Re: recent KahanSum change causes a new test failure on ppc64le

Dan Horák <dan@xxxxxxxx> · Wed, 13 Sep 2023 13:45:36 +0200

On Wed, 13 Sep 2023 13:06:10 +0200
Eike Rathke <erack@xxxxxxxxxx> wrote:

> Hi,
> 
> On Thursday, 2023-09-07 11:36:33 +0200, Stephan Bergmann wrote:
> 
> > On 9/7/23 08:25, Dan Horák wrote:
> > > On Thu, 7 Sep 2023 08:16:28 +0200
> > > Stephan Bergmann <sbergman@xxxxxxxxxx> wrote:
> > > > On 9/5/23 18:53, Dan Horák wrote:
> > > > > seems the recent change [1] to KahanSum handling causes a test failure
> > > > > on ppc64le.
> > > > > 
> > > > > Running scope as unit: -home-sharkcz-projects-libreoffice-workdir-CppunitTest-sc_statistical_functions_test.test:20230905152639:2378561.scope
> > > > > [_RUN_____] StatisticalFunctionsTest::testStatisticalFormulasFODS
> > > > > Testing load file:///home/sharkcz/projects/libreoffice//sc/qa/unit/data/functions/statistical/fods/KahanSum.fods:
> > > > > /home/sharkcz/projects/libreoffice/sc/qa/unit/functions_test.cxx:49:StatisticalFunctionsTest::testStatisticalFormulasFODS
> > > > > forced failure
> > > > > - Testing file:///home/sharkcz/projects/libreoffice//sc/qa/unit/data/functions/statistical/fods/KahanSum.fods failed, Sheet2.A90 '=SUM(F3:F102)' result: 6.6, expected: 5
> > > > 
> > > > Interesting; I also saw that failure with my latest local build on macOS
> > > > aarch64 against Clang trunk.  (But didn't debug it further and wrote it
> > > > off as maybe some intermittent Clang trunk bug.)
> > > > 
> > > 
> > > someone on IRC reported the same issue, also from macOS I believe
> > 
> > So, wild speculation, maybe it's a difference between x86-64 and all other
> > architectures, given how that
> > <https://gerrit.libreoffice.org/c/core/+/156253/> "Resolves: tdf#156985
> > Treat adding two KahanSum differently" kept failing for (32-bit)
> > <https://ci.libreoffice.org/job/gerrit_windows/> up until patch set 7. (And
> > where patch set 8 reverted back to the original code for _WIN32, maybe in a
> > misguided attempt to fix something that was seen failing on Windows 32-bit
> > x86, but not known to (not) fail on Windows x86-64.)
> > 
> > Eike, any thoughts?
> 
> Hum.. seeing there's platform specific code in
> sc/inc/arraysumfunctor.hxx executeFast() that for
> #if defined(X86_64) || (defined(X86) && defined(_WIN32))
> calls executeSSE2() (implemented in
> sc/source/core/tool/arraysumSSE2.cxx) and for others executeUnrolled(),
> I wonder if we never have X86 defined and thus the _WIN32 fails as well
> with executeUnrolled() and that "unrolled pair-wise" algorithm has
> a flaw.
> 
> It would be worth a try to simply call executeFast() only if SC_USE_SSE2
> is defined, so the failing platforms skip executeUnrolled(), here
> https://opengrok.libreoffice.org/xref/core/sc/inc/arraysumfunctor.hxx?r=7f15354c#89
> 
> Please report back if that helps and I'll prepare another patch.

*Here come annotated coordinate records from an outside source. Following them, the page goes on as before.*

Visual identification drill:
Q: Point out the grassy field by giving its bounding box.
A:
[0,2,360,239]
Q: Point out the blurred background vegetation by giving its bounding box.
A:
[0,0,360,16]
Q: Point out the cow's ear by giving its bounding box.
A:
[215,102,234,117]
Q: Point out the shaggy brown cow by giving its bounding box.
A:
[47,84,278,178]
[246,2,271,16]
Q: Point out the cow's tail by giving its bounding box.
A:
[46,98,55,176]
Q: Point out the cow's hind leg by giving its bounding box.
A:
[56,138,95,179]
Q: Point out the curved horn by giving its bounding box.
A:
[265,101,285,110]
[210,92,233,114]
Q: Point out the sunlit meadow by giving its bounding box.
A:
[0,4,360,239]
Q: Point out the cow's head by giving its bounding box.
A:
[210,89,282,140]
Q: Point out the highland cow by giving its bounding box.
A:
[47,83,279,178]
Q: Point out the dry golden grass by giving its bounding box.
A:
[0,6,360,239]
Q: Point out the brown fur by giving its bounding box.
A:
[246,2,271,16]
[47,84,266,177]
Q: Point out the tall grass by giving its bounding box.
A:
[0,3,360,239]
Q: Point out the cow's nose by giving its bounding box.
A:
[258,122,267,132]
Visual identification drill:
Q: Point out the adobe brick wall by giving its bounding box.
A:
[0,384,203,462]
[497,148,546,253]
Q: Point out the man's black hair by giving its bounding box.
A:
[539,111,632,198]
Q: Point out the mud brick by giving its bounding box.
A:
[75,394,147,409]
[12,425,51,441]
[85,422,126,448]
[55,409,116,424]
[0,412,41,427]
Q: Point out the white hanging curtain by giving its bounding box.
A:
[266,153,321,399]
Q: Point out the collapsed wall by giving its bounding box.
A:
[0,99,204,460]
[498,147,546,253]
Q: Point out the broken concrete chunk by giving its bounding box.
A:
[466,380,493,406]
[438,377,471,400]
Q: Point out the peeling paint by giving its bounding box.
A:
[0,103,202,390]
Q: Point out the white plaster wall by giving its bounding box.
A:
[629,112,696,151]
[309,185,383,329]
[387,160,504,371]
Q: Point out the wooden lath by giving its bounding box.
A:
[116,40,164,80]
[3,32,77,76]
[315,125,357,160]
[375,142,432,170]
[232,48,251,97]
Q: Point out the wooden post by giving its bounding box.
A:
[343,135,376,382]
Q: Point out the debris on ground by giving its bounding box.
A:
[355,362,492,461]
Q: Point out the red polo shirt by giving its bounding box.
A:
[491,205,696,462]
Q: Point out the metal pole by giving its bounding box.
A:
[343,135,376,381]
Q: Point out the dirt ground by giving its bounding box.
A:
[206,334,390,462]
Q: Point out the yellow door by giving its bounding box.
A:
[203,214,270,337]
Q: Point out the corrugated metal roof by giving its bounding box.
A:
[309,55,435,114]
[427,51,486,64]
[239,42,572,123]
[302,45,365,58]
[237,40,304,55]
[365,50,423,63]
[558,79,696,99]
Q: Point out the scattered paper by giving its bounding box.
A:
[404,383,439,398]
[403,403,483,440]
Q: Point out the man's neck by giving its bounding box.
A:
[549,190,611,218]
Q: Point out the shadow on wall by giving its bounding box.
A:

I hop I got your idea right and with

diff --git a/sc/inc/arraysumfunctor.hxx b/sc/inc/arraysumfunctor.hxx
index c261c120addf..d9a5b805db50 100644
--- a/sc/inc/arraysumfunctor.hxx
+++ b/sc/inc/arraysumfunctor.hxx
@@ -86,7 +86,11 @@ inline KahanSum sumArray(const double* pArray, size_t nSize)
 {
     size_t i = 0;
     const double* pCurrent = pArray;
+#if 0
     KahanSum fSum = executeFast(i, nSize, pCurrent);
+#else
+    KahanSum fSum = 0.0;
+#endif
 
     // sum rest of the array
     for (; i < nSize; ++i)

the test passed on aarch64 on master branch (no reverts or such)


		Dan